The epithelium is a thin layer that lines the alimentary canal. The gastrointestinal epithelium is comprised of cells that have gaps between them, making them selectively permeable and providing a barrier that keeps out pathogens, toxins, and antigens from entering the gut, while allowing the absorption of nutrients. In ulcerative colitis, this epithelial permeability becomes leaky, allowing bacterial products to cross into the gut and nutrients and water to leak out. This, in turn, triggers immune responses, resulting in fluid loss and diarrhea.
“We found tofacitinib fixes the leakiness in the intestinal barrier,” McCole said. “Specifically, it fixes intestinal epithelial permeability defects caused by ‘interferon-gamma,’ an inflammatory cytokine involved in autoimmune diseases such as ulcerative colitis and rheumatoid arthritis.”
“By targeting specific molecules, the drug inhibits a pathway that is activated by inflammation,” said Anica Sayoc-Becerra, a graduate student in the Biomedical Sciences Graduate Program, a member of McCole’s lab, and the first author of the research paper. “Our study shows tofacitinib is not just acting on immune cells, as was first thought, but can have a direct effect on the epithelial cells that are the key factor in maintaining gut barrier function.”
A major focus of McCole’s lab is PTPN2, a protein-coding gene associated with autoimmune diseases such as Crohn’s disease, ulcerative colitis, and rheumatoid arthritis. Individuals with mutations in this gene that cause it to lose function have an increased risk of getting these diseases. McCole’s research group was the first to identify PTPN2 normally helps to protect the barrier function of the epithelial cells that line the gut.

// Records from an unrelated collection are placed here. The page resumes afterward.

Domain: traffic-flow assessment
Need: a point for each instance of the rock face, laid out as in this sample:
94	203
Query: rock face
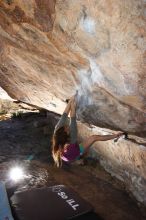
51	48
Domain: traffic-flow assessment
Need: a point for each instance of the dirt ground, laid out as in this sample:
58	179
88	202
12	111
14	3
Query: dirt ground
25	139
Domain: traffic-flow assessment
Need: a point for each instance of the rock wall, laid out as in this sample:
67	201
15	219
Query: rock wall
125	159
51	48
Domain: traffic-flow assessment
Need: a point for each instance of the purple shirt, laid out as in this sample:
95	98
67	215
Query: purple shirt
71	152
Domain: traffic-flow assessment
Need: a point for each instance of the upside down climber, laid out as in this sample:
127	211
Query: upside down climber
65	146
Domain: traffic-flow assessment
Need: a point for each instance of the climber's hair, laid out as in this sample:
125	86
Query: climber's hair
60	138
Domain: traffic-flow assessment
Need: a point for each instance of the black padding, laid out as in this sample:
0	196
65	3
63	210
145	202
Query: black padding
49	203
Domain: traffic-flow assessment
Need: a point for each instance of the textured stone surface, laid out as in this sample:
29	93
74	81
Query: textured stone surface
124	159
50	49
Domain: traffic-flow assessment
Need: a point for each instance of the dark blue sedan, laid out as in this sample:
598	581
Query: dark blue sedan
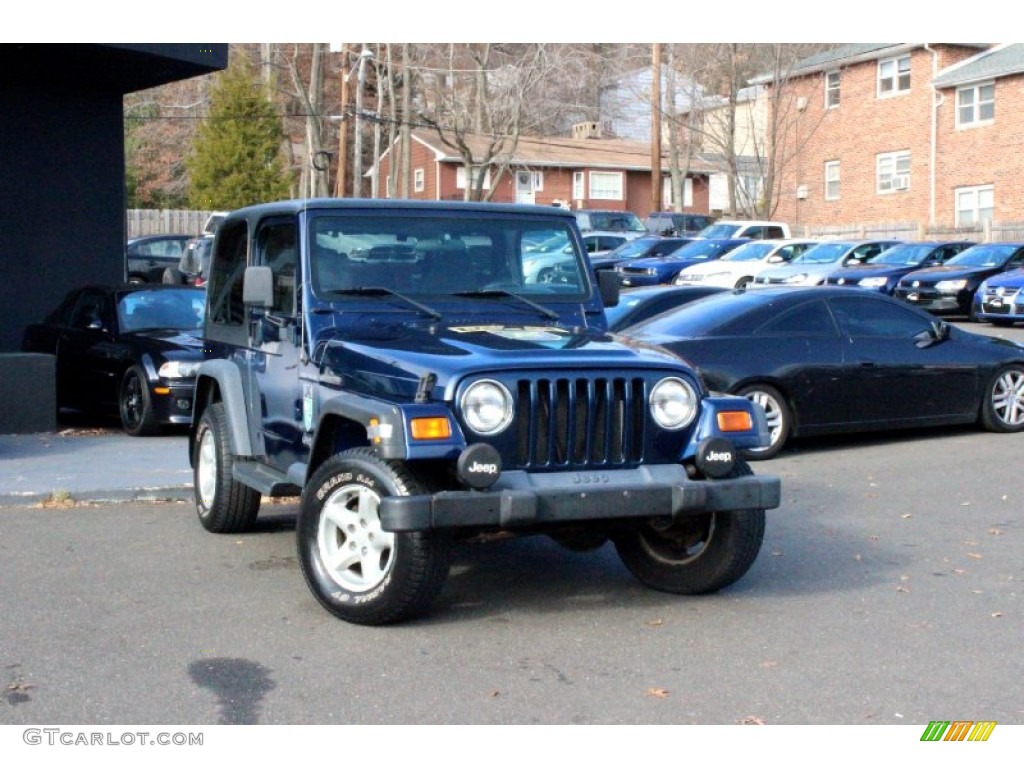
883	272
656	270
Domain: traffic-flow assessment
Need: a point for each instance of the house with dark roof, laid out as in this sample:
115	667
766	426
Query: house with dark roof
585	171
905	132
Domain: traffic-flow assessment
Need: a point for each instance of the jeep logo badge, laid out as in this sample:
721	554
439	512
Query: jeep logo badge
479	466
716	457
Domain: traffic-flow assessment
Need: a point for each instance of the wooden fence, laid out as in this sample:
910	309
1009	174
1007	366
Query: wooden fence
140	221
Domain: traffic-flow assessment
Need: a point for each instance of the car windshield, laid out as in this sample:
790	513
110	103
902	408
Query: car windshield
719	230
620	221
750	252
907	254
701	249
633	248
177	309
991	254
825	253
423	255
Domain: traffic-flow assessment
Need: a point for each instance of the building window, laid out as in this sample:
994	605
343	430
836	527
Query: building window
893	171
894	76
974	205
832	89
604	185
976	104
460	176
669	200
832	180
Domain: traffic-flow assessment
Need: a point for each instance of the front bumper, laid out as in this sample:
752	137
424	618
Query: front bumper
520	500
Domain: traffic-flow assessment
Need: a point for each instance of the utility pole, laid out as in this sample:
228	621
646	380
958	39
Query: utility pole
339	182
365	55
655	128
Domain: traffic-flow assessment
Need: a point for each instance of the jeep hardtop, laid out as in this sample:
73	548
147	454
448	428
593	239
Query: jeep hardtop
389	363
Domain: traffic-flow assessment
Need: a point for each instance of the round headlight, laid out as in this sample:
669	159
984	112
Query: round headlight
673	403
486	407
178	369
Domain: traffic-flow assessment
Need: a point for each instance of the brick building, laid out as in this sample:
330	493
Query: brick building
594	172
907	132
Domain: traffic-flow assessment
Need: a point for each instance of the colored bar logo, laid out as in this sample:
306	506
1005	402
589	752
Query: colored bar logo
958	730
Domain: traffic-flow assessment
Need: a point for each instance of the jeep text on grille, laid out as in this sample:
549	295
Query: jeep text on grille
420	375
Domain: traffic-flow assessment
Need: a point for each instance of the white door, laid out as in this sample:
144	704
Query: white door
524	187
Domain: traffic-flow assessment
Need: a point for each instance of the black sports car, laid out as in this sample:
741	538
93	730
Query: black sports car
131	349
829	359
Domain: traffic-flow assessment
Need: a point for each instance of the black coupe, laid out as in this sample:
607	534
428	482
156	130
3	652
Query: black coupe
131	349
828	359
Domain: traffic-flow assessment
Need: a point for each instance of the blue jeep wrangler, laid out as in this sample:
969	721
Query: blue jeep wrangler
387	361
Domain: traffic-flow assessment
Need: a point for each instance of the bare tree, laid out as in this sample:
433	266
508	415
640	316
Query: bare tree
475	97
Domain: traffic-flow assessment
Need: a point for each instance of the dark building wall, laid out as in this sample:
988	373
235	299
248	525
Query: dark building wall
61	199
61	164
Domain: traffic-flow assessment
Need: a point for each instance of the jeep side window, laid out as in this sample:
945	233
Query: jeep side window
224	289
275	246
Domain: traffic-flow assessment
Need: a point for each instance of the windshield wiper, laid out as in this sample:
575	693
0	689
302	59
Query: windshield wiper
380	291
499	293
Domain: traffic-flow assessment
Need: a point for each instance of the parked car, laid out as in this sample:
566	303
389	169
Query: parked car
626	223
669	223
663	269
638	304
749	229
883	271
127	349
194	264
999	299
949	289
740	265
640	248
814	265
148	256
824	360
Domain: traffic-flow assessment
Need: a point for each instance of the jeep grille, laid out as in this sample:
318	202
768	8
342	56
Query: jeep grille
565	423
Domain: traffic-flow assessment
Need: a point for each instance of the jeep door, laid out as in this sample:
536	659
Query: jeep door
275	392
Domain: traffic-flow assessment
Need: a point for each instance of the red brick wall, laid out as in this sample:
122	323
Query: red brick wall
854	133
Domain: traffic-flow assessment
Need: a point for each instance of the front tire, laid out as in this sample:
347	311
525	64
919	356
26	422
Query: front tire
223	504
779	419
135	403
1003	409
695	555
358	571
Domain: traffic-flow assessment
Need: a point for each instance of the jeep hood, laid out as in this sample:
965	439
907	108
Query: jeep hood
390	359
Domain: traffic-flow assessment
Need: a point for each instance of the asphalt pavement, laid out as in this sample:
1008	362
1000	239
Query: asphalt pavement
92	463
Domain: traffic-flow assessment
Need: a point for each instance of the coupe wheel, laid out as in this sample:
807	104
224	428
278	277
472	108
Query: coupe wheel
223	505
135	403
777	413
357	570
1003	410
696	555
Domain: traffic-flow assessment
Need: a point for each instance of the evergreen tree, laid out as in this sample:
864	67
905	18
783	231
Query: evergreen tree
236	159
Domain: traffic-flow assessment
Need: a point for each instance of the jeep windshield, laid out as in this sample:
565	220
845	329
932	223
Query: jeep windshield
454	256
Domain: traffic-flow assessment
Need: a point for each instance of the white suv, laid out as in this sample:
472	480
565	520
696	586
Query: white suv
752	229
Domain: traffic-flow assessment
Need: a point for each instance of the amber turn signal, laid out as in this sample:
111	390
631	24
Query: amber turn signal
430	428
734	421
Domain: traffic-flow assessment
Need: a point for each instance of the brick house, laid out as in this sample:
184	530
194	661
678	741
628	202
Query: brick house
927	133
580	172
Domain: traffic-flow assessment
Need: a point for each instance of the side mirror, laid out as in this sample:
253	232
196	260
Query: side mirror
608	286
257	287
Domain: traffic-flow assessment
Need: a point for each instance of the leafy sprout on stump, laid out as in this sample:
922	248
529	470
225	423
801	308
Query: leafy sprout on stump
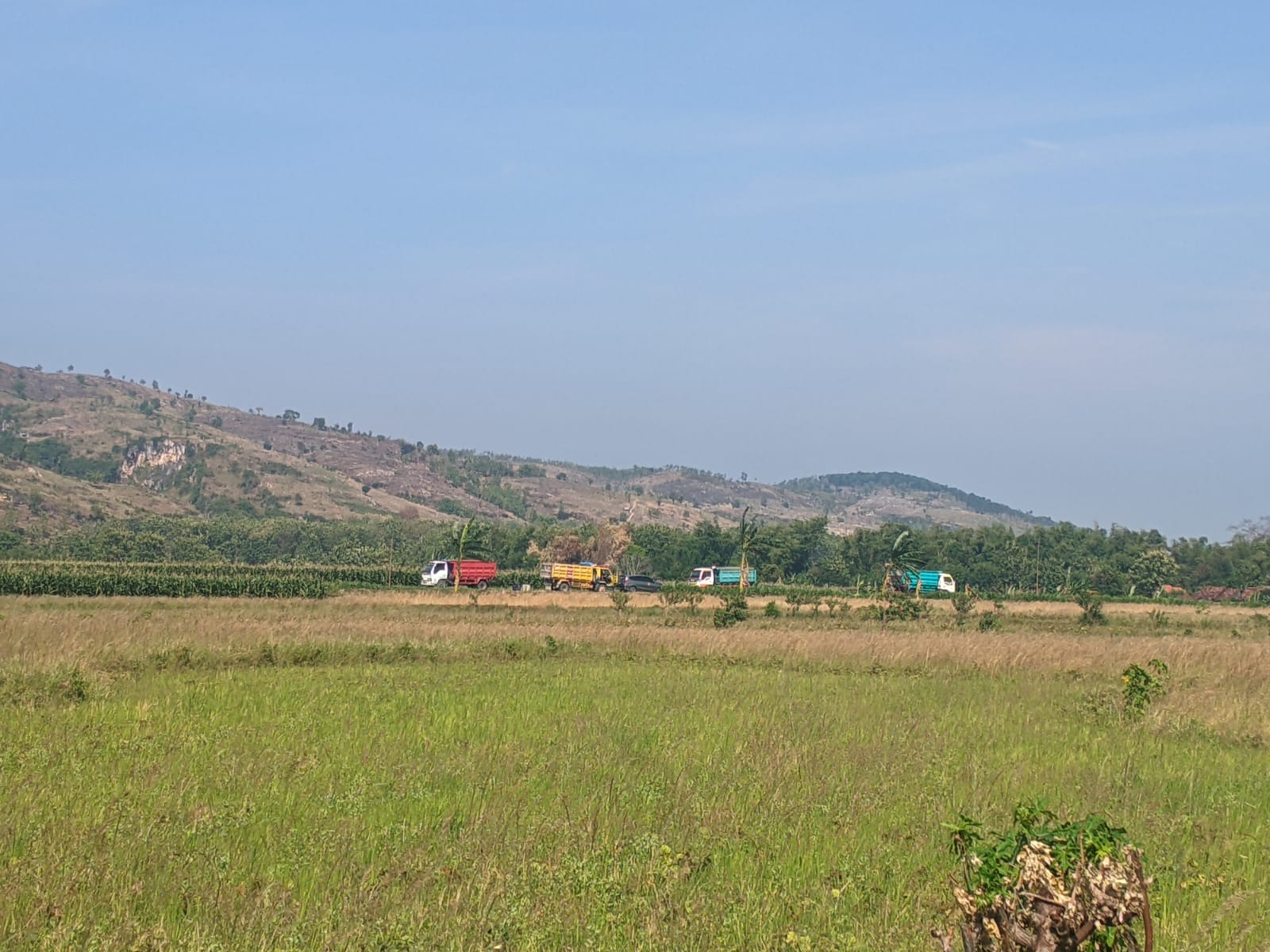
1047	886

“A patient that has a PTPN2 loss-of-function mutation is predicted to have a leakier gut,” McCole said. “Rather than trying to repair PTPN2, my lab was successful in inhibiting some of the consequences of the loss-of-function mutation in this gene.”

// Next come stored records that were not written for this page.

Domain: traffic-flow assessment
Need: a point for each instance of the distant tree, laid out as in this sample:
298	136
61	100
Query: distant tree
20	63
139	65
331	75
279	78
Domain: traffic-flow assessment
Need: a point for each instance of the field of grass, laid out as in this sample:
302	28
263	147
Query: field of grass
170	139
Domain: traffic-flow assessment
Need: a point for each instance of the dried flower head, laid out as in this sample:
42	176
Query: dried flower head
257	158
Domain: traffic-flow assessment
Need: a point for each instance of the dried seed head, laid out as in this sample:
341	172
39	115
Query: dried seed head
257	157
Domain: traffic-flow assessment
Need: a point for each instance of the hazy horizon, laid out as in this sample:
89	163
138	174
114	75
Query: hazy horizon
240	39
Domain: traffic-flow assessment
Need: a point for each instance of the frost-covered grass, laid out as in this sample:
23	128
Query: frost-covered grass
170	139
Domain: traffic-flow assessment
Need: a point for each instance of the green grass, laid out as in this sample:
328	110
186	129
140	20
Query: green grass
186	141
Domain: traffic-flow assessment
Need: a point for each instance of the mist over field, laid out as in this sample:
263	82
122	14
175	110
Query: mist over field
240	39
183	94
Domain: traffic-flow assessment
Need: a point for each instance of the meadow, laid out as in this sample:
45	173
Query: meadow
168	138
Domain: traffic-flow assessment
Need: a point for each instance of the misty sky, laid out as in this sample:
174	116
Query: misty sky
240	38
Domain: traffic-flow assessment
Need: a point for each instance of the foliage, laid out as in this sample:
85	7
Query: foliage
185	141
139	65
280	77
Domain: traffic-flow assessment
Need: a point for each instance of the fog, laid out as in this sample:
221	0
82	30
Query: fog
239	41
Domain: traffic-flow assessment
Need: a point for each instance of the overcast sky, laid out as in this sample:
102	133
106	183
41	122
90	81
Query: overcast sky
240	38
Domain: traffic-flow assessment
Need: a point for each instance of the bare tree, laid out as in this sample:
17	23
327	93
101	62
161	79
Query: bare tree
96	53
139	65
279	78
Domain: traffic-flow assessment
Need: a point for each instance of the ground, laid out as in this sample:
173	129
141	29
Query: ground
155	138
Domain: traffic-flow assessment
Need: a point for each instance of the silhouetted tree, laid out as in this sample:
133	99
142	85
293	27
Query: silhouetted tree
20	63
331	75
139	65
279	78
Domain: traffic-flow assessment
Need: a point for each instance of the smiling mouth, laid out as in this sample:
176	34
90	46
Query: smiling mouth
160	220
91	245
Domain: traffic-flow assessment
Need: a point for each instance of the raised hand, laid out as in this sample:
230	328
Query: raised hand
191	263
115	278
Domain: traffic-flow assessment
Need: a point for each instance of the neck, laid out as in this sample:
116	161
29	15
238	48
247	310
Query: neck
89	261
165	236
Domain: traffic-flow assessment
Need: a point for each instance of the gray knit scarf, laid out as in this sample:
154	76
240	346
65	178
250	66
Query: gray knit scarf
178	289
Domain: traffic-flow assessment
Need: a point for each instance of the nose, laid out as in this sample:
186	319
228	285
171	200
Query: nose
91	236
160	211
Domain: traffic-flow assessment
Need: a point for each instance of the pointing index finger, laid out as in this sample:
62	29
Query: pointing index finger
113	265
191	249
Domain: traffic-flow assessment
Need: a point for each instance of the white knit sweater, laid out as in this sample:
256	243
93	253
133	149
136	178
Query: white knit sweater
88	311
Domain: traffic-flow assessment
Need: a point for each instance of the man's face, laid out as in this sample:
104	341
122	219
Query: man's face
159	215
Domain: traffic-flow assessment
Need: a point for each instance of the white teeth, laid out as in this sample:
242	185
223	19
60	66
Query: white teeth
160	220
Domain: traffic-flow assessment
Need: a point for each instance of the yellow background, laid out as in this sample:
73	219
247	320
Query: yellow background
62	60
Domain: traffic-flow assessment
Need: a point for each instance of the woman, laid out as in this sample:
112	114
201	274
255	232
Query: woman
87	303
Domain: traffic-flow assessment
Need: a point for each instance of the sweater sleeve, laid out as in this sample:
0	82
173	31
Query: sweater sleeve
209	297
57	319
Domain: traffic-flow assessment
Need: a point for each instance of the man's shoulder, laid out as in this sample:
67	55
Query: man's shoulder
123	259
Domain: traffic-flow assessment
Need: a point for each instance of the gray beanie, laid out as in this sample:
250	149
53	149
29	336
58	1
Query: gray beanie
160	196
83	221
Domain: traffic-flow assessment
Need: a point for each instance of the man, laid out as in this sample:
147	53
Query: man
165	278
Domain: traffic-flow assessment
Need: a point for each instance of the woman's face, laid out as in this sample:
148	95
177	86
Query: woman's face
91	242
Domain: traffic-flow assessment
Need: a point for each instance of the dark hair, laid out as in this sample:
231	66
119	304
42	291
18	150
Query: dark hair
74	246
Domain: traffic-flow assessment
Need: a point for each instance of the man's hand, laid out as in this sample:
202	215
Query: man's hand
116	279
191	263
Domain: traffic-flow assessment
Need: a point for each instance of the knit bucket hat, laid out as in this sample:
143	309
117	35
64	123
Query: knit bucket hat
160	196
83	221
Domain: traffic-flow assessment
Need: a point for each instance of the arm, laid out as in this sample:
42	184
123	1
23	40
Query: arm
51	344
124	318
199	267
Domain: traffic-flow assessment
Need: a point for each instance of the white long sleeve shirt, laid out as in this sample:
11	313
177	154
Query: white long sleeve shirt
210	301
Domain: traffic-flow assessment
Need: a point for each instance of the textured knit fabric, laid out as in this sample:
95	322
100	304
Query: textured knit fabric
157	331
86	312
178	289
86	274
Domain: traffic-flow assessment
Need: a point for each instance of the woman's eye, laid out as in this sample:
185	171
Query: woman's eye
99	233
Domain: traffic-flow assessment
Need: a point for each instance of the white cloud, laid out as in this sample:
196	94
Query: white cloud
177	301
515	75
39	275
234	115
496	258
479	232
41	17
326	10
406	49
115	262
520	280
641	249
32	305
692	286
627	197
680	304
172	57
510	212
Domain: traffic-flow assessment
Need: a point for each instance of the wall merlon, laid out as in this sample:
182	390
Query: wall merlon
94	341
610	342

Sayoc-Becerra explained PTPN2 deactivates the same signaling pathway as tofacitinib.
“We thought tofacitinib might be a very effective way of correcting the defects that occur from the loss-of-function mutations of PTPN2 without having to introduce new genes into a cell, animal, or patient,” she said.
McCole and Sayoc-Becerra were joined in the study by UC Riverside’s Moorthy Krishnan, Jossue Jimenez, Rebecca Hernandez, Kyle Gibson, and Reyna Preciado; as well as Shujun Fan and Grant Butt of the University of Otago in New Zealand. Sayoc-Becerra expects to graduate with her doctoral degree in December 2019. This is her first paper as first author.
Next, the researchers plan to identify specific patients who may derive the greatest benefit from the drug. This will allow more targeted treatment of patients likely to be good responders to tofacitinib in a “personalized medicine” approach to treating this disease.
The research was supported by the National Institute of Diabetes and Digestive and Kidney Diseases of the National Institutes of Health, as well as inflammatory bowel disease research awards from Pfizer Inc., the maker of tofacitinib.